Figure 1 (below) shows total federal tax revenues and spending during the Reagan years. Coming into office in January 1981, he was responsible for the 1982 through 1989 fiscal year budgets. The gap between the lines is the deficit.
The first thing to note is that Reagan inherited a $79 billion deficit from Jimmy Carter in his last budget for 1981. Indeed, the government had run deficits every year since 1961 with the sole exception of 1969. Reagan did not invent deficit spending.
Reagan’s 1981 tax cut is often blamed for deficits in the 1980s. But as the figure shows, the effect of the tax cut appears modest, essentially freezing revenue for just two years. As the economy began to boom in the mid-1980s, revenues rose rapidly. By 1989, revenues were up 65 percent from 1981. Part of the increase was due to tax laws in 1982, 1984, and 1987 that increased revenues, partly reversing the 1981 cuts.
Reagan’s failure was that he did not control federal spending growth. By 1989, federal spending was up 69 percent from 1981. The deficit widened, then narrowed again by the end of the decade.
When the budget is looked at as a share of the economy, Reagan’s legacy looks a bit better from a small government perspective. Federal revenues as a share of gross domestic product fell from 19.6 percent in 1981 to 18.3 percent by 1989. Spending fell from 22.2 percent to 21.2 percent. Thus, Ronald Reagan shrank the federal government by about 5 percent — a less radical change than supporters or detractors often claim.

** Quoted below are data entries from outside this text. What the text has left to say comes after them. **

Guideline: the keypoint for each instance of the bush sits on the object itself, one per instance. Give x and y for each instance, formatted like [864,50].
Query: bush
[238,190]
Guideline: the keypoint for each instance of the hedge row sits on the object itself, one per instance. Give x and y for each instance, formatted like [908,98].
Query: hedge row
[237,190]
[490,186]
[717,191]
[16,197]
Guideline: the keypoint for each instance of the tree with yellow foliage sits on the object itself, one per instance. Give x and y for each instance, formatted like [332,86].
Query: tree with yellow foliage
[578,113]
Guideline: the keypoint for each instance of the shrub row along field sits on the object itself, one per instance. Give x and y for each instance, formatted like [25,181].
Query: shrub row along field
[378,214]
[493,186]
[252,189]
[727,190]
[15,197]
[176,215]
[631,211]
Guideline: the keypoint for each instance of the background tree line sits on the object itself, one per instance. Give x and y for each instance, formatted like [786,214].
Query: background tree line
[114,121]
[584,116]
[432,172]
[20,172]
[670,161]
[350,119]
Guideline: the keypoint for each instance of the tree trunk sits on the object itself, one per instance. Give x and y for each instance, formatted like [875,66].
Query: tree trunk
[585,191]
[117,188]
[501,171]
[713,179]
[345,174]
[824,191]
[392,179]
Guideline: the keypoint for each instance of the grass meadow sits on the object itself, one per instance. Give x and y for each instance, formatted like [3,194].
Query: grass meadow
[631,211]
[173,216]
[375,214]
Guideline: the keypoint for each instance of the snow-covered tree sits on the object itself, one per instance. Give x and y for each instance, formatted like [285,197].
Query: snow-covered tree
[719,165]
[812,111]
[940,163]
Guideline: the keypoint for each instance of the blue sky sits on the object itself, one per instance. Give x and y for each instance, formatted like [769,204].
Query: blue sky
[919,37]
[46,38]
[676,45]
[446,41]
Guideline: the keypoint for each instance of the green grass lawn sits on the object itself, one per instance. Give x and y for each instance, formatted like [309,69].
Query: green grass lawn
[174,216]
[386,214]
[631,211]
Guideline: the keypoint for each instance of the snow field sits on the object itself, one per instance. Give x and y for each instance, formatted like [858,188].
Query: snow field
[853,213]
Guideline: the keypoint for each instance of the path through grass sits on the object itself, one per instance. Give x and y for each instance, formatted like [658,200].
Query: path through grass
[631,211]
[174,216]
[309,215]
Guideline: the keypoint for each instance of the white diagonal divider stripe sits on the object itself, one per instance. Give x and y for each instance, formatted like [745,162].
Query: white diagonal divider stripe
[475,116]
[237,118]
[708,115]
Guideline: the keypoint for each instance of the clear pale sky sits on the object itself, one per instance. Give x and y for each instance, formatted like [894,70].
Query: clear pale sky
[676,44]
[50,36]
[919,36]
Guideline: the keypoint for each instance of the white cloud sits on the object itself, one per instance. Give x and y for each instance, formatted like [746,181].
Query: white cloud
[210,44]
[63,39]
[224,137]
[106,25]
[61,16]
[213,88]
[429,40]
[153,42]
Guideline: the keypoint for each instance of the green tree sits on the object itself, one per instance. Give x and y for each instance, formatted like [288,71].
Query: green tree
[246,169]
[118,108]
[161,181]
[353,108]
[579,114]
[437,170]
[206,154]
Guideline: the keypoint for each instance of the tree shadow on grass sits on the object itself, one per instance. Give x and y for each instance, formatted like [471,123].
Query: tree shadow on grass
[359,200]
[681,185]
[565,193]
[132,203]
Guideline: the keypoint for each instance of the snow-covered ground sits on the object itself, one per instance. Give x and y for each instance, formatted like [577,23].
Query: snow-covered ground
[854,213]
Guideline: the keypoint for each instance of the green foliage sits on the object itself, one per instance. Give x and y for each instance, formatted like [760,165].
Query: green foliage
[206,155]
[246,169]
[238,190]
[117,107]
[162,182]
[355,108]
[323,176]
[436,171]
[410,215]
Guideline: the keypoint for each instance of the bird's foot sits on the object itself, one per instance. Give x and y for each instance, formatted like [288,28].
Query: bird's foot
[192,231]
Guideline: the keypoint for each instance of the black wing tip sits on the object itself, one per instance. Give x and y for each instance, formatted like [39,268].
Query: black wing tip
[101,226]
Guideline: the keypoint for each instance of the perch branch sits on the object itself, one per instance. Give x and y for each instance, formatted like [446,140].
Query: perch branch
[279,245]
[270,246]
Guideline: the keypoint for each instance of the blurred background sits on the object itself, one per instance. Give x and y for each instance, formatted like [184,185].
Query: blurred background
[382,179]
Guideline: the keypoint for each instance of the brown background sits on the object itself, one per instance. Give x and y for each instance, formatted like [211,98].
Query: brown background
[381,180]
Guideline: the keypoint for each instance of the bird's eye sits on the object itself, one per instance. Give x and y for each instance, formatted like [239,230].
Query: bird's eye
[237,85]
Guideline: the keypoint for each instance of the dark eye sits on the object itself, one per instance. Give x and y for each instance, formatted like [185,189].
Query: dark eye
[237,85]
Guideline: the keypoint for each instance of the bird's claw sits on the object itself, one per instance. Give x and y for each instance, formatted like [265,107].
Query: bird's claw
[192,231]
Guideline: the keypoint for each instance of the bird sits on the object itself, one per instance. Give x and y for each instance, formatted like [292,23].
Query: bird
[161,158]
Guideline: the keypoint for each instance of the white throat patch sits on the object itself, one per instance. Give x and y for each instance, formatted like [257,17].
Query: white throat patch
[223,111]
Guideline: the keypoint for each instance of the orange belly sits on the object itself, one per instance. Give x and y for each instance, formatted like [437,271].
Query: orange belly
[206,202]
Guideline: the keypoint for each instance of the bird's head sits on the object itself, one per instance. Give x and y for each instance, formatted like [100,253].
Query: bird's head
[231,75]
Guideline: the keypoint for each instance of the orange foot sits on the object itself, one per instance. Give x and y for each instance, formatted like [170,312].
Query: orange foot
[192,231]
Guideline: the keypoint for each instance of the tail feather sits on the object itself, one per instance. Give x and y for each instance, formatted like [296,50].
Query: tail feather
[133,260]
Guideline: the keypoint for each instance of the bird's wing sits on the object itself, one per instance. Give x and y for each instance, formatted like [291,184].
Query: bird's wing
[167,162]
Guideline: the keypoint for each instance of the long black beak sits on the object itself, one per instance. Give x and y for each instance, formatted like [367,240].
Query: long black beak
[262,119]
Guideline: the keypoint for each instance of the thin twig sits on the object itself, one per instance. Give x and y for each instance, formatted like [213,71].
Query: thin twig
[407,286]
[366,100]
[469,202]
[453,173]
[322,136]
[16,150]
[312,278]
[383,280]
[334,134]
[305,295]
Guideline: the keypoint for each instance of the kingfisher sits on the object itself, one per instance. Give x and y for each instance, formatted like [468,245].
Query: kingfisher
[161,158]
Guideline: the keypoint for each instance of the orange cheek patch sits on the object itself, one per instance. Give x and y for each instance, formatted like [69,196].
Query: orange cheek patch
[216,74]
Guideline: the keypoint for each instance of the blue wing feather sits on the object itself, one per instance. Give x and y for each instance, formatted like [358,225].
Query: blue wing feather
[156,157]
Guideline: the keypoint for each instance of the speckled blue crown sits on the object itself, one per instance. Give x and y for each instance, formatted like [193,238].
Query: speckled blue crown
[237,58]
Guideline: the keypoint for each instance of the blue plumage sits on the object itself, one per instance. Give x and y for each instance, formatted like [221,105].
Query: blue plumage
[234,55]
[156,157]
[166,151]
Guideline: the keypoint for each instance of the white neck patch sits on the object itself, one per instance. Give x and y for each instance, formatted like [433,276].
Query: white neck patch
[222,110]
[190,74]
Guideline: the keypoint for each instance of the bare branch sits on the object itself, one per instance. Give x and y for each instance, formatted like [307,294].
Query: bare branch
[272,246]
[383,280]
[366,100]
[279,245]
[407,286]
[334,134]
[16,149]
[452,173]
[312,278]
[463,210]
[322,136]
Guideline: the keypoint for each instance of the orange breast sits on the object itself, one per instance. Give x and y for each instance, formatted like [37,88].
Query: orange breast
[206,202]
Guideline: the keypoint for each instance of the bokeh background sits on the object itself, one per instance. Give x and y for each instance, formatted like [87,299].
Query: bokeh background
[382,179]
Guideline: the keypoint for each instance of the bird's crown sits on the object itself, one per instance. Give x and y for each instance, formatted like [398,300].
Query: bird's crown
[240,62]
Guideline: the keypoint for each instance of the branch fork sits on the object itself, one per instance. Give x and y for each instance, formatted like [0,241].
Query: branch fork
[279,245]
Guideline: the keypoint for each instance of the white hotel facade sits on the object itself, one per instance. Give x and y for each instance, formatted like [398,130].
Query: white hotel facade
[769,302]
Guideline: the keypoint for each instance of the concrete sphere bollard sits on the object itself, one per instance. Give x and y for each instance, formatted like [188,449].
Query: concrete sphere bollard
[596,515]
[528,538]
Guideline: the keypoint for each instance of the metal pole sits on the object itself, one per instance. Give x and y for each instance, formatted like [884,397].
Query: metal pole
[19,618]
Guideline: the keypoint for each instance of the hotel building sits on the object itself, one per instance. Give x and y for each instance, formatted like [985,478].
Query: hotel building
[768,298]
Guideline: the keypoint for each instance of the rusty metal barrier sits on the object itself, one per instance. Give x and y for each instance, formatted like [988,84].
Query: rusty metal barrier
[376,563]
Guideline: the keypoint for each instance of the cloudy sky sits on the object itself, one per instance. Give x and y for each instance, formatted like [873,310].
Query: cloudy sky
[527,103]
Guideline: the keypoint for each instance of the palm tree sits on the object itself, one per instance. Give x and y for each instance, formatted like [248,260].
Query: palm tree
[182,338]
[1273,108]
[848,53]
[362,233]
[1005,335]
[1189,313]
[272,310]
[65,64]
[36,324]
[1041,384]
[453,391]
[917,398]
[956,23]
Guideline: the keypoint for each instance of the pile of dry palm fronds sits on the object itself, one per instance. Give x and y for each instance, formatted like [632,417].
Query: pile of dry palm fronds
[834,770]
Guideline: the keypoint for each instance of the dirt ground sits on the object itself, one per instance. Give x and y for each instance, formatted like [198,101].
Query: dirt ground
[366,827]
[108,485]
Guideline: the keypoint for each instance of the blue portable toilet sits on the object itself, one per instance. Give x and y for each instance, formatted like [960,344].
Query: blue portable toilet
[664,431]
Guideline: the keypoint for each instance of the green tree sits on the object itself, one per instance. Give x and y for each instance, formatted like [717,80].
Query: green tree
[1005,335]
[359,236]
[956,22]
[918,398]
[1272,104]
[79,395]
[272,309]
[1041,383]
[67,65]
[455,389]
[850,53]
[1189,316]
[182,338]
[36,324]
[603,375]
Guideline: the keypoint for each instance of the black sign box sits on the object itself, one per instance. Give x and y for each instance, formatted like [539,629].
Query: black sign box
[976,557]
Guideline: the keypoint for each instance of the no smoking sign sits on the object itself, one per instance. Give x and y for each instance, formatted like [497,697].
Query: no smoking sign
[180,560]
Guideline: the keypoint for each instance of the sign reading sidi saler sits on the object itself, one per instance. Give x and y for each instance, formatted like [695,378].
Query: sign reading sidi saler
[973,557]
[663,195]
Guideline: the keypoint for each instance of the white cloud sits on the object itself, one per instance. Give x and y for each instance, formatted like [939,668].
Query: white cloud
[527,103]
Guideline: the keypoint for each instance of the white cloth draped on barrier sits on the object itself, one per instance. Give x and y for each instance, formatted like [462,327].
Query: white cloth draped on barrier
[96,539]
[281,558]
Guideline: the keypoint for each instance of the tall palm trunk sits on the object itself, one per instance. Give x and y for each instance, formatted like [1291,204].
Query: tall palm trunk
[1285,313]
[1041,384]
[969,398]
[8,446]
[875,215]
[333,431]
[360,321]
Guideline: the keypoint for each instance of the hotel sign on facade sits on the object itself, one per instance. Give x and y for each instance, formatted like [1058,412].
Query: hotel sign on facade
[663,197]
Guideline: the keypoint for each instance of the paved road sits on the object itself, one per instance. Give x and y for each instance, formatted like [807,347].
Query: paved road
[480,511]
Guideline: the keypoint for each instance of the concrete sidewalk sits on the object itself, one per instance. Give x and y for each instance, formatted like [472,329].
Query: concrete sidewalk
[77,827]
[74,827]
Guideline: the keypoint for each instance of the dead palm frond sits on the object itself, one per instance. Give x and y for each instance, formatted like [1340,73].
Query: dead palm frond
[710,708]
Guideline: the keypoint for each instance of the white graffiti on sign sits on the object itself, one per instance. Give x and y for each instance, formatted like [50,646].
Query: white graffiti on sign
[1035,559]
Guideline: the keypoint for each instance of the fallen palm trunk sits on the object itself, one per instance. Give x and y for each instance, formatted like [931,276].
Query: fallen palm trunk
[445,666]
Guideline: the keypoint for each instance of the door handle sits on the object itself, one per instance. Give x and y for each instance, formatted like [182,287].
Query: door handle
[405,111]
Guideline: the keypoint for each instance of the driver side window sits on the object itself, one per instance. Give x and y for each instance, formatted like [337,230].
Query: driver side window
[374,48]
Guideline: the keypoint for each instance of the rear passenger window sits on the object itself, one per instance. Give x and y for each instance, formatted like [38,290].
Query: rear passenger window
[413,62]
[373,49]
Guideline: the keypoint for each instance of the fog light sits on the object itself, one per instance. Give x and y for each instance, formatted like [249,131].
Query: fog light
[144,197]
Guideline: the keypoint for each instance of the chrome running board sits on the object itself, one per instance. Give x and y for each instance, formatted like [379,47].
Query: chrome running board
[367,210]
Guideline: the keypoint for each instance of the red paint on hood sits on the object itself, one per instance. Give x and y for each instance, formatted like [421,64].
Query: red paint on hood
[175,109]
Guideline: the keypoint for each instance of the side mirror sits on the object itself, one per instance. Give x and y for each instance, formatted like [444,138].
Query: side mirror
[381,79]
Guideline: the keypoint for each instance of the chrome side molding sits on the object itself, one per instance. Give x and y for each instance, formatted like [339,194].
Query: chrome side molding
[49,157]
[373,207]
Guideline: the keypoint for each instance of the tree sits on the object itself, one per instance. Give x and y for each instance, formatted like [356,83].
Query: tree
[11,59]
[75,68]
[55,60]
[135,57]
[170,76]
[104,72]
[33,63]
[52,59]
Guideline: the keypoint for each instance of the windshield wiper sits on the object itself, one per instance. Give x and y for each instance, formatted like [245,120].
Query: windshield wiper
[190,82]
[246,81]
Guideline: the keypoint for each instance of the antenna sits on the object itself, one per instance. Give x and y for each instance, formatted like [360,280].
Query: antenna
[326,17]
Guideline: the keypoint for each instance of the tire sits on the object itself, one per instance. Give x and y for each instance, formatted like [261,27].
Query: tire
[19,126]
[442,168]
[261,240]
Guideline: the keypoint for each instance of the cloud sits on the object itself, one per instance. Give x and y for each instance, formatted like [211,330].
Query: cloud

To Reagan’s credit, he had numerous fiscal policy successes, such as cutting the top individual tax rate from 70 percent to 28 percent and the corporate rate from 46 percent to 34 percent. On spending, Reagan’s original February 1981 plan proposed enough cuts to bring outlays down to 19.3 percent of GDP by 1984 and balance the budget. With a Congress unwilling to make serious cuts, the deficit remained high and spending was stuck at over 22 percent until the late 1980s.
With federal spending rising more rapidly than it has in decades, Ronald Reagan’s small government vision is sorely missed in Washington today.